Enclosure, Ballybaun, Co. Clare
Co. Clare |
Enclosures
In a gently rolling corner of County Clare, a low-lying field holds a shape that the surrounding pasture has almost entirely swallowed.
Roughly D-shaped in plan, this enclosure measures about 31.7 metres north to south and 31 metres east to west, its boundary visible today only as a grassed-over spread of stone, nowhere rising more than half a metre from the ground. The fact that it registers at all as a distinct form in the landscape, rather than simply blending into the field system around it, is part of what makes it quietly worth pausing over.
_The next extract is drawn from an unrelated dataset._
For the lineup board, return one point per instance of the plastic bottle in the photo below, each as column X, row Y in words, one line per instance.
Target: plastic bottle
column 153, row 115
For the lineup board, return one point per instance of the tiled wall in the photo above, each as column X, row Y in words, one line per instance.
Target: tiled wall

The enclosure sits within an extensive field system, sloping gently to the south-east and sheltered by higher ground on all sides. Where the boundary runs from south to east, it is defined by that low, spread stonewall remnant, between 1.7 and 2.7 metres wide. Along the eastern side, however, a straight natural scarp, roughly 1.5 metres high, takes over from the stonework entirely, suggesting that whoever built or used this enclosure was content to let the land itself do some of the work. At the western side, a gap of about 1.2 metres is flanked by a large stone on its northern edge, which may mark an original entrance. A second gap to the south-west is less certain; it could be a later break rather than an intended opening. Inside, along the northern perimeter, a stone spread defines what appears to be an internal subdivision, a smaller compartment roughly 10.5 metres by 4.1 metres, of the kind sometimes associated with animal management or storage in early historic or medieval enclosures. A second enclosure lies approximately 57 metres to the north-east, hinting that this was once part of a broader, organised use of the land. The enclosure was recorded as a cartographic feature, marked with hachures, on the 1916 edition of the Ordnance Survey six-inch map, though its origins are considerably older.